Ah, so a source would make more sense than a decorator then. I see...
We are definitely open to the idea of contributing back, and this is indeed probably something that a lot of people could use...
We are still evaluating what we will do, as we have a lot of stuff going on at once, but if we do decide to develop a custom source, then I'll do as you suggest and open a JIRA issue.
Thanks for your time and info :)
You definitely need to implement a custom source that knows how to
read the bin logs and pack each transaction into an event rather than
just tailing it. This will give you a discreet event for each
transaction that can be treated as a single unit and make downstream
processing MUCH easier.
Things to keep in mind:
* Flume does NOT guarantee order so make sure each event has a
timestamp or transaction ID that you can order by.
* Flume does NOT guarantee that you won't get duplicates so make sure
you have a globally unique transaction ID so you can deduplicate
This would be interesting functionality to get back into Flume. If you
can / want to contribute it back in the form of a custom source, feel
free to open a JIRA so others can help / watch progress.

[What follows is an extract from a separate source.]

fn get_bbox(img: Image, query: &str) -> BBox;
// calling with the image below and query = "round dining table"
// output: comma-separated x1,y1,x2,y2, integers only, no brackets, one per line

On Tue, Aug 9, 2011 at 11:42 AM, Felix Giguere Villegas
> Hi :) !
> I have a use case where I want to keep a historical record of all the
> changes (insert/update/delete) happening on a MySQL DB.
> I am able to tail the bin logs and record them in HDFS, but they are not
> easy to parse because one operation is split on many lines. There are some
> comments that include the timestamp, the total time it took to execute the
> query and other stuff. A lot of this extra info is not relevant, but the
> timestamp is important for me, and I thought I might as well keep the rest
> of the info as well since the raw data gives me the option of going back to
> look for these other fields if I determine later on that I need them.
> Now, the fact that it's split over many lines makes it harder to use with
> I have thought of using a custom M/R RecordReader but I still have the
> problem that some of the lines related to one operation will be at the end
> of one HDFS file and the rest will be at the beginning of the next HDFS
> file, since I am opening and closing those files at an arbitrary roll time.
> I think the easiest way would be to do some minimal ETL at the source. I
> think I could use a custom decorator for this. Basically, that decorator
> would group together on a single line all the bin log lines that relate to a
> single DB operation. The original lines would be separated by semi-colons or
> some other character in the final output.
> I wanted to check with you guys to see if that approach made sense. If you
> have better suggestions, then I'm all ears, of course. Also, if you think
> there is an easier way than reading the bin logs to accomplish my original
> goal, then I'd like to hear about it as well :)
> Thanks :) !